Woodman’s claims to be the place where the fried clam was invented — on Independence Day weekend in 1916. The story is that Lawrence Woodman tried to drum up business by tossing clams into the deep fryer along with the Saratoga chips he was selling at his clam bar. Who knows if the story is true? Who cares? The fact is that Woodman’s is today the Big Kahuna of North Shore clam shacks.
Located in the heart of the clam belt, where towns have bivavular names like Ipswich and Little Neck, Woodman’s defines a whole style of informal Yankee gastronomy. It is called “eat in the rough” around here, which means you stand at a counter, yell your order through the commotion, then wait for your number to be called. The food is served on cardboard plates with plastic forks. Carry it to a table … and pray that you can find a table that is not occupied. In the summer especially, Woodman’s can be insanely crowded.

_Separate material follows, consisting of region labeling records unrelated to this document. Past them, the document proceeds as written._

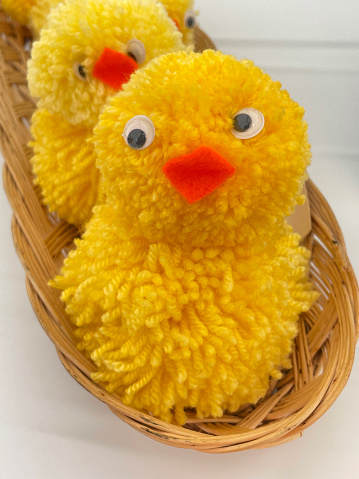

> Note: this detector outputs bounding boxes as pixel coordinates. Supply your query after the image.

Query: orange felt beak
[162,146,235,204]
[92,48,138,90]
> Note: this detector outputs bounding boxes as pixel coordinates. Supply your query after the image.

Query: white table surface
[0,154,359,479]
[0,2,359,479]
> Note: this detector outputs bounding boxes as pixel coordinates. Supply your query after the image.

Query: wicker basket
[0,9,359,453]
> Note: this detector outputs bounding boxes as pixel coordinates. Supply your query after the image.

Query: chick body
[2,0,194,43]
[28,0,185,225]
[53,51,316,424]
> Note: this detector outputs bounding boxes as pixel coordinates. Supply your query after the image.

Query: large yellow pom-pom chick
[52,50,316,424]
[162,0,198,47]
[1,0,197,46]
[28,0,185,225]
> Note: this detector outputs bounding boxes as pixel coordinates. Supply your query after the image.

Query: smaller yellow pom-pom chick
[1,0,196,41]
[162,0,197,47]
[28,0,185,225]
[53,50,316,424]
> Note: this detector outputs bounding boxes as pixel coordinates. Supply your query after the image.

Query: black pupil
[127,128,147,150]
[79,65,86,78]
[187,17,196,28]
[233,113,252,133]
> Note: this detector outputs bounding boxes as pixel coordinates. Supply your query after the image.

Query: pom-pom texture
[28,0,185,225]
[53,51,316,424]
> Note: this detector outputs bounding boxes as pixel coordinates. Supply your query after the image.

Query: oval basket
[0,8,359,453]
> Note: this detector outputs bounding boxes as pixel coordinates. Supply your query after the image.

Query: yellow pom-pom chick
[52,50,316,424]
[28,0,185,225]
[162,0,198,47]
[1,0,197,42]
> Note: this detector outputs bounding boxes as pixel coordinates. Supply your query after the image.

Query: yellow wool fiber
[1,0,37,24]
[1,0,193,39]
[162,0,194,47]
[52,51,317,424]
[28,0,185,224]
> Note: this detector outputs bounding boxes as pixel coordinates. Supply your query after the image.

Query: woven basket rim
[0,8,359,453]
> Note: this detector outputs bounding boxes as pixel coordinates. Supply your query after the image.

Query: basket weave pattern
[0,7,359,453]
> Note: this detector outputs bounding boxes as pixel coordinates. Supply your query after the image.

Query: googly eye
[126,39,146,65]
[122,115,156,150]
[73,62,87,81]
[184,10,197,29]
[232,108,265,140]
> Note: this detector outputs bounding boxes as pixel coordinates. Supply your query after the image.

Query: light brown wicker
[0,9,359,453]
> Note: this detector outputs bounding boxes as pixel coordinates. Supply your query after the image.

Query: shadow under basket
[0,8,359,453]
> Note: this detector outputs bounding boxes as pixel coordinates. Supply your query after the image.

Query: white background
[0,0,359,479]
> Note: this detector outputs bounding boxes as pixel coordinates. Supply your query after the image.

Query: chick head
[162,0,197,46]
[95,50,310,246]
[28,0,185,127]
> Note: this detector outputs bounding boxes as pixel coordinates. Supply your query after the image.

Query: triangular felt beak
[162,146,235,204]
[92,48,138,90]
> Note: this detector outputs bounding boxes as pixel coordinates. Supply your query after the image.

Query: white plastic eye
[122,115,156,150]
[73,62,87,81]
[126,39,146,65]
[184,10,197,29]
[232,108,265,140]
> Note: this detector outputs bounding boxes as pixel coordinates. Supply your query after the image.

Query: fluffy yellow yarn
[1,0,193,38]
[53,51,316,424]
[28,0,185,224]
[1,0,36,24]
[162,0,194,47]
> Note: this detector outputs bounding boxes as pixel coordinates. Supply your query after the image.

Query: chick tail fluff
[1,0,62,36]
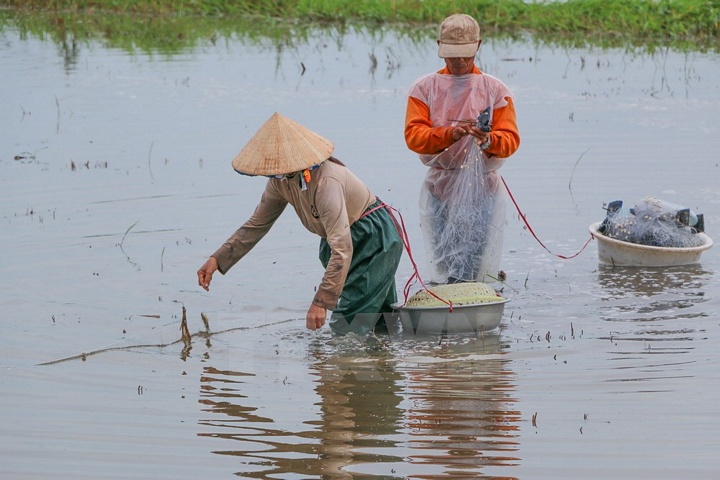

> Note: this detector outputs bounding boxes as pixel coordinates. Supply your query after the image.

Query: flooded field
[0,25,720,479]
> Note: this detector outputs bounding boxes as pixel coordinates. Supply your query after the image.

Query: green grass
[0,0,720,51]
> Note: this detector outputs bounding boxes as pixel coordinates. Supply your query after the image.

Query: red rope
[500,175,594,260]
[374,202,453,312]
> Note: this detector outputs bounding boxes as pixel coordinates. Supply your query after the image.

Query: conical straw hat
[232,112,335,175]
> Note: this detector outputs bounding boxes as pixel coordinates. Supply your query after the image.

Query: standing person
[405,14,520,283]
[197,113,403,334]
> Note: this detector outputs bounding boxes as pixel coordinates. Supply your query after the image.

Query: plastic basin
[590,222,713,267]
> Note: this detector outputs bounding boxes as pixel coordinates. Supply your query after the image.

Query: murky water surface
[0,27,720,479]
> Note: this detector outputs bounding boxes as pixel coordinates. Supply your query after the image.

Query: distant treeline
[0,0,720,51]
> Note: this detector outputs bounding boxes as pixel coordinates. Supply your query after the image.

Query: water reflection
[199,335,520,478]
[598,265,711,322]
[396,334,521,478]
[598,265,711,393]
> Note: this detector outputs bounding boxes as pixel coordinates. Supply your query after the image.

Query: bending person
[197,113,403,334]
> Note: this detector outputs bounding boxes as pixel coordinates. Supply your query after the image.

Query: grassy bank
[0,0,720,51]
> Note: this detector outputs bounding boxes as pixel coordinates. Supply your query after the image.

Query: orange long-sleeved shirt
[405,66,520,158]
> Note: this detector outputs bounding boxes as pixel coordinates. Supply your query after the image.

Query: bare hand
[305,303,327,330]
[453,123,489,144]
[198,257,218,291]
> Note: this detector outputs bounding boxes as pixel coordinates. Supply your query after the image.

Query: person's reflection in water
[199,335,407,479]
[199,334,520,479]
[406,334,521,478]
[311,337,407,478]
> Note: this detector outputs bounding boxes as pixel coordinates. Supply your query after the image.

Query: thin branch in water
[568,148,590,195]
[55,95,60,133]
[120,220,140,255]
[148,141,155,183]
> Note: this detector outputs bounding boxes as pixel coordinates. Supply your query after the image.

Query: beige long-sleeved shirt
[212,160,376,310]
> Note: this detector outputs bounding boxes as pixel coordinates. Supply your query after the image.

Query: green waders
[320,200,403,335]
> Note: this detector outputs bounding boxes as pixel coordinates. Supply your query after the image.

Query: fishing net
[598,197,704,248]
[420,136,506,284]
[406,282,502,307]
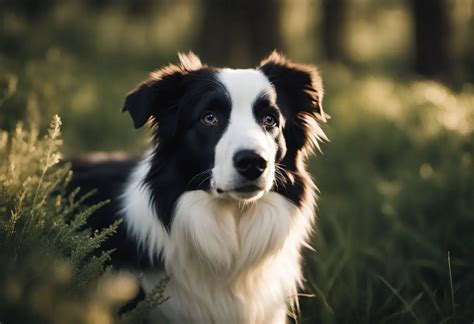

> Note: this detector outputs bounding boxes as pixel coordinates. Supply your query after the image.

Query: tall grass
[302,70,474,323]
[0,116,164,323]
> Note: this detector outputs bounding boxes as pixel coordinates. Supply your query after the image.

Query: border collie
[74,52,327,323]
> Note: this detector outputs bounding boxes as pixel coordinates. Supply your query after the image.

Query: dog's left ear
[122,52,203,128]
[258,51,328,154]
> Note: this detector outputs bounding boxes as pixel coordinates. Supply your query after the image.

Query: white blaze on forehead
[217,69,276,109]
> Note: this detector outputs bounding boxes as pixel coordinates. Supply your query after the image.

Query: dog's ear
[123,52,203,128]
[259,51,328,151]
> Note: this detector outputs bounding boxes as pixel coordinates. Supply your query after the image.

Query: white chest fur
[123,163,313,323]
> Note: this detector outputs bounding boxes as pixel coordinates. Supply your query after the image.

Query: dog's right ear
[122,52,203,128]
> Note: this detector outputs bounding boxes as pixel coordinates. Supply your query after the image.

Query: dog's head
[124,52,325,205]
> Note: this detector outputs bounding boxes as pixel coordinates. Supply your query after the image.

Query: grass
[0,1,474,323]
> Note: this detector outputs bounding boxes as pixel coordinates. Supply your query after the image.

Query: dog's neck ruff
[122,154,314,323]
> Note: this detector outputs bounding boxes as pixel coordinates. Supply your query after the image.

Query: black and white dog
[75,52,326,323]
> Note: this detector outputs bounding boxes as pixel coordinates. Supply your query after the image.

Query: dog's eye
[201,112,217,126]
[262,114,277,127]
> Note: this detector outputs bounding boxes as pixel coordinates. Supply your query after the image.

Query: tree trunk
[412,0,454,79]
[322,0,349,63]
[197,0,281,66]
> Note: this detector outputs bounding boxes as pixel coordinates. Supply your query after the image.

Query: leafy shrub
[0,116,164,323]
[302,71,474,323]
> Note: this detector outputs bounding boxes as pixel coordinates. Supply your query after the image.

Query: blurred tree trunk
[322,0,349,63]
[197,0,281,65]
[411,0,455,79]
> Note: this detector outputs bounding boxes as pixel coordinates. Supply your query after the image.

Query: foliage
[0,116,164,323]
[302,69,474,323]
[0,0,474,323]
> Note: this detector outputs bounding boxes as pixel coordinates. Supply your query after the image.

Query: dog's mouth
[216,184,265,200]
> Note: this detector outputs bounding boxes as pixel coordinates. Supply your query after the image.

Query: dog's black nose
[234,150,267,180]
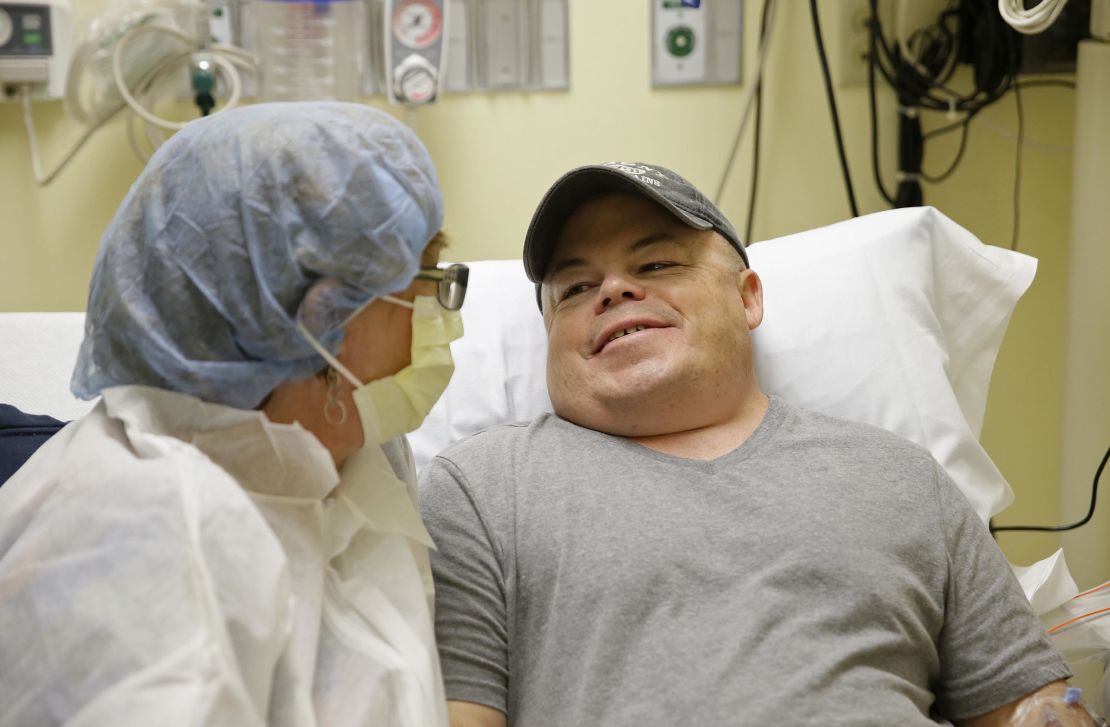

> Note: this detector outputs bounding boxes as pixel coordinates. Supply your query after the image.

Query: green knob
[667,26,694,58]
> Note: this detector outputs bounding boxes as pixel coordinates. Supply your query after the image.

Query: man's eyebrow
[547,232,682,279]
[547,258,586,277]
[630,232,682,252]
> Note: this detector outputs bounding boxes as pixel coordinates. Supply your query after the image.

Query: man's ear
[739,270,763,331]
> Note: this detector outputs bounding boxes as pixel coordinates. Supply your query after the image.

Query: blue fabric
[0,404,65,485]
[71,102,443,408]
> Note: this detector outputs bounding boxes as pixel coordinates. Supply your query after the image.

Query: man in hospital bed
[421,163,1090,727]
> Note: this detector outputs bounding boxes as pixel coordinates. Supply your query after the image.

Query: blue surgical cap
[71,103,443,408]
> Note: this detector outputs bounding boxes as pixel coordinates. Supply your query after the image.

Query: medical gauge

If your experience eating fried seafood means a vaguely ocean-flavored morsel of food inside a thick gob of breading, Woodman’s clams (and all its fried shellfish) will be a shock. The crust on a Woodman’s clam is lush and crunchy, but it exists only to play harmony to the sweet, soft lode of marine goodness it contains. Although Woodman’s clams are available by the pint, or on a bun (known as a clam roll), the preferred way to enjoy them is as a platter, which means accompanied by both French fries and onion rings. It’s a deep-fried pig-out beyond any nutritional law or reason!